この取材されていた場所が湯殿山ということで、子どもの頃映画館で観た角川映画の『湯殿山麓呪い村』をすぐ思い出した。渡辺典子主演のアイドル映画『晴れ、ときどき殺人』との併映だった。友達に『湯殿山麓鈍い村』観に行こうと誘われて、近所の映画館へ赴いたのだが、ホラーが基本的に苦手な自分には「語るなかれ、聞くなかれ」というキャッチコピーも怖過ぎて、同時上映の『晴れ、ときどき殺人』を心の寄る辺として観に行った記憶があります。でも印象に残っているのはこの『湯殿山麓呪い村』の方ばかりなので、こっちの方がそうとうインパクトがあったのでしょう。
映画では謎の即身仏に関わった人たちが全員不慮の死をとげていくというものでした。そこでの即身仏の姿は、閉じ込められて逃げようとして、もがき苦しんで死んだ姿でミイラ化した恐ろしい姿。即身仏というような悟りの姿はそこにはなく、「助けてくれ!!」と今にも聞こえてきそうなミイラの姿。そりゃ呪いも起こるだろう。
即身仏を特集した番組では、自分はなんとなく不快になってきたので途中でやめてしまった。なんでだろう? 先ほども書いたが、即身仏といえどもミイラ化した遺体を晒して崇めるという風習があまり好きになれなかった。テレビでは即身仏になる修行をした僧侶のエピソードを紹介していた。なんでも修行の途中で超能力が身に付いてきて、民衆から慕われていたとか。その超能力というのが、なくしものをして困っていた人にその在処をピタリと言い当てたとか、さらわれそうになった女の子を助けにきて「不穏な雲が見えたから来た」と言ったりしたとのこと。
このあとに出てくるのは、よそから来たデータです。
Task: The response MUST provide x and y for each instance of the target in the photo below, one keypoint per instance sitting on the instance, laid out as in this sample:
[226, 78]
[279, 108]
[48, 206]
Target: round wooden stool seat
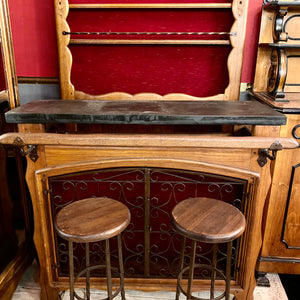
[208, 220]
[92, 220]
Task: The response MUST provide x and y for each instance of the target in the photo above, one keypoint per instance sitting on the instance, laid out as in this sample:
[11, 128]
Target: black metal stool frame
[213, 267]
[72, 278]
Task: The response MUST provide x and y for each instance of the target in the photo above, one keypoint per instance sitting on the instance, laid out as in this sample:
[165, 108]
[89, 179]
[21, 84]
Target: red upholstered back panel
[194, 70]
[2, 75]
[197, 70]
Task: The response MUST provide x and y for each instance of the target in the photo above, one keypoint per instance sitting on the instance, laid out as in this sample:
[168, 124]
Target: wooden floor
[29, 289]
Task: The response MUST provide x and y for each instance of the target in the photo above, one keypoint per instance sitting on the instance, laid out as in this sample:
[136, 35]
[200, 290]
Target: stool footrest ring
[91, 268]
[201, 266]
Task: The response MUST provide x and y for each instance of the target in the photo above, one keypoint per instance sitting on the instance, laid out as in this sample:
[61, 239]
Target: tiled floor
[29, 289]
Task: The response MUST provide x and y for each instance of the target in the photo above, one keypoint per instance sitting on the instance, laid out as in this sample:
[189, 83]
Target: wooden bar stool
[209, 221]
[93, 220]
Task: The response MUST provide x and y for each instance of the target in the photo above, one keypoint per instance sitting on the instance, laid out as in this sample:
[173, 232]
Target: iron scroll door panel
[150, 190]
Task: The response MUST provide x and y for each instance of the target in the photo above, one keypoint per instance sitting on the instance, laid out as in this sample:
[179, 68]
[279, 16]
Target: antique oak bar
[136, 137]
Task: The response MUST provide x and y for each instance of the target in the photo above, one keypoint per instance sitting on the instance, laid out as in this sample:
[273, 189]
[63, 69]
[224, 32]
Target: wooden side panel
[292, 221]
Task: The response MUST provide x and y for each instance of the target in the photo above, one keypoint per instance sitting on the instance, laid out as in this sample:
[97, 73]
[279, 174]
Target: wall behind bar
[33, 28]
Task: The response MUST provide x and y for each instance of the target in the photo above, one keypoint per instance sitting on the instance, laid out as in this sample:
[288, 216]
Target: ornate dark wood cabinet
[277, 84]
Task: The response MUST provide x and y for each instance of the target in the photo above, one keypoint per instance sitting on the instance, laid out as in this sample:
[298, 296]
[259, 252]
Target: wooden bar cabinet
[150, 171]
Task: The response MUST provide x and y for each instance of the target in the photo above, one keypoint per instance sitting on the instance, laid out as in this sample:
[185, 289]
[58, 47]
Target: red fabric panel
[2, 74]
[149, 1]
[158, 69]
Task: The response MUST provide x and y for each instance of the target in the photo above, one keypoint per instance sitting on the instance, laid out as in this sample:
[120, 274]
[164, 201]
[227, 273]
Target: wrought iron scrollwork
[150, 246]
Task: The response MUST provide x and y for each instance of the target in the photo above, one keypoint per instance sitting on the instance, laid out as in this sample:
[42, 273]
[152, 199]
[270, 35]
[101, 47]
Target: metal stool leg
[228, 270]
[71, 270]
[213, 271]
[87, 278]
[191, 270]
[121, 267]
[180, 267]
[108, 270]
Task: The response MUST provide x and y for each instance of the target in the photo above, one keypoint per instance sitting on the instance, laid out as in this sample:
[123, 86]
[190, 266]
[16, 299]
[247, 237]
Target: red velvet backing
[194, 70]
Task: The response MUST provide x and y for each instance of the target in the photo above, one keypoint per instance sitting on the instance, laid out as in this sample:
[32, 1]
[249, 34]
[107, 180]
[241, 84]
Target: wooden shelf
[152, 6]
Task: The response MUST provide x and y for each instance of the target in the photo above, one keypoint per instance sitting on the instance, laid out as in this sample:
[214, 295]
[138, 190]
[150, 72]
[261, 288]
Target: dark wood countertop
[146, 112]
でも語り継がれた奇跡のエピソードにしてはちと弱くない? これくらいの能力、誰でも備わっているのではと思ってしまう。直感力というヤツ。なくしものを見つけるのだって、その困っている人の人柄や行動から察すればだいたい見当がつくし、不穏なものはたいてい一瞬で見分けがつくものだろう。これは超能力というよりは想像力といっていい。
例えばシャーロック・ホームズが依頼人に「あなたは田舎からわざわざお越し下さったのですね」と言い当てるエピソード。それは依頼人の靴に泥がついていたからに過ぎない。ロンドンは舗装されているので泥はつくはずがないという推理。この推理だって想像力が生み出すもの。相手の気持ちや行動を考える当然の能力だと思う。
そうなるとこれしきの能力で「超能力」と言ってしまうのは、当時の周りの人たちも相手を思いやる想像力が欠けていたのではと邪推してしまう。如何に自分勝手な人間が多かったのかと。そうなると確かに人々を救いたいと純粋に修行した高僧もいただろうが、ただ人に尊敬されたい、注目をされたいが故に修行した僧侶もいたのではないだろうか? 人が仏や神になろうとするところに傲慢はないか? そもそも神や仏ってなんだろう? 即身仏といわれる僧侶が本当に救われていたのだろうか? 『湯殿山麓呪い村』のように、無念のあまり呪いの心を現世に残してしまう方がしっくりきてしまう。制作者達もそう感じたからこそ、こんな作品に昇華したのかも知れない。